Another arrow knocked it back down, jutting from one of its many armpits. Walt fired, singeing its face before it yanked itself away from his beam. A return shot scorched the thorny brush three inches to his right, clogging his nose with thick wet smoke. His next shot missed. An icy heat licked across his left forearm; his hand jerked reflexively, firing wild. He smelled burnt hair and sausage. The alien picked itself up, guns leveled. An arrow hissed between them, piercing its throat and pinning it to the patchy yard.
Walt rolled out from under the bushes. Laser ready, he jogged up to the pinned body. Yellowy, mucosal blood guttered from its wounds. He raised his katana and struck off its head.
Down the street, Otto kicked open a front door and sprinted around the corner where the flier had touched down. Walt severed the heads of the other two creatures and knelt for their guns, carefully tapping the pads he'd discovered that sent them into a safety-like sleep mode. Across the street, the door creaked open.
"Don't have too much fun there," Mia accused, bow slung over her shoulders.
He flicked his sword, slinging gore. "Enjoyment in one's work is one of the keys to a fulfilling—" A gut-shaking explosion downstreet made them both wince. Greasy smoke uncoiled over the rooftops. Otto's shoes smacked pavement. Walt grinned, slung the pistols into his pack, and sheathed his sword. David wanted to study the aliens' gear, so Walt knelt to gather it up, disabling the tracking devices with a sleep mode similar to that on the guns—they'd hunted him down in Arizona because he hadn't seen a simple on/off switch. "Don't even think we needed the pigeons."

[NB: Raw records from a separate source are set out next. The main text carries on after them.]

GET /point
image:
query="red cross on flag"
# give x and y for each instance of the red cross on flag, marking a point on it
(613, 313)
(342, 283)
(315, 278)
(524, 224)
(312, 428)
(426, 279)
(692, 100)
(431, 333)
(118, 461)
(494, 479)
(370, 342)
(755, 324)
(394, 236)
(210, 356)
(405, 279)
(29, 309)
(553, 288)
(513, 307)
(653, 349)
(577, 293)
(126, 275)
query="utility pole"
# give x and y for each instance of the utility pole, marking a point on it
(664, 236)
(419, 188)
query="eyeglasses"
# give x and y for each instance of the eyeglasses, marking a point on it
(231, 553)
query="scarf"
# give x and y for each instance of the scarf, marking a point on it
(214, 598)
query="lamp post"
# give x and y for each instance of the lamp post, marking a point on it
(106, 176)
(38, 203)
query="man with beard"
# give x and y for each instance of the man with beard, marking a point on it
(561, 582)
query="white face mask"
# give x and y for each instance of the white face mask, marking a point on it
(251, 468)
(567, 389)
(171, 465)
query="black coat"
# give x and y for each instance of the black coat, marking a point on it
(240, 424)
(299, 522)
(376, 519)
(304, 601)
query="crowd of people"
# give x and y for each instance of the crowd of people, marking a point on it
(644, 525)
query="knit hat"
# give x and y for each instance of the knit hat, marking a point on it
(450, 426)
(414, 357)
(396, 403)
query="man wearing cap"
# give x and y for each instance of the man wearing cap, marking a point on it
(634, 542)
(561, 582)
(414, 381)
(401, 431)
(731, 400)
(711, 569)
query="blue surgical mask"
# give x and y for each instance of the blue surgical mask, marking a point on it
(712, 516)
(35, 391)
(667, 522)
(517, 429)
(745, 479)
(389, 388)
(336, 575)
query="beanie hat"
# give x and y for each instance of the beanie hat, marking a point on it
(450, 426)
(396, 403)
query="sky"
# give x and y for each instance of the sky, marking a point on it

She jerked her chin at his forearm. "Are you hurt?"
He glanced down at the raw spot. His skin was pink
ened, an uneven line of hair obliterated or reduced to small black curls. "Like the wise man said, pain don't hurt."
"God, I miss movies." She glanced at Otto as he pulled up beside them, panting. "Did you blow the ship?"
"To seven different hells, girl."
"Bikes," Walt said. "Gloat later."
They were near the crest of the hill before they heard the far-off whine of another flier; by the time the bombs fell, crumping, as removed as the howls of a wolf, they were more than a mile away. Walt pulled off the road anyway, holing up in a shoe store in a busted-up strip mall.
"Question," Mia said in tones that would have passed in a library. "Did anyone think that would go that well?"
Otto shrugged his bearish shoulders. "We got surprise, planning, cunning, homefield advantage. Can't ask for much more." He twitched his gray mustache, considering. "Besides a column of armor and some Warthogs up high."
"That went about as well as a monster-fight can go. It was like we had the cheat code for Contra."
"Well, the next level of a video game is always harder than the last." Walt had a bad feeling as soon as he spoke the words; absurdly, he remembered playing Battletoads as a kid. Specifically, the level where his toad-warrior mounted up on a hovering scooter and he had to dodge upright obstacles that resembled giant sticks of original-flavor gum. They came one after the other, faster and faster, until his scooter was speeding so fast it inevitably resulted in his craft being smashed and his froggy body being flung to its death on the far side of the screen. By the end of the course, reflexes were simply not enough. The only way to make it out the other side was to know in advance the location of every single stick.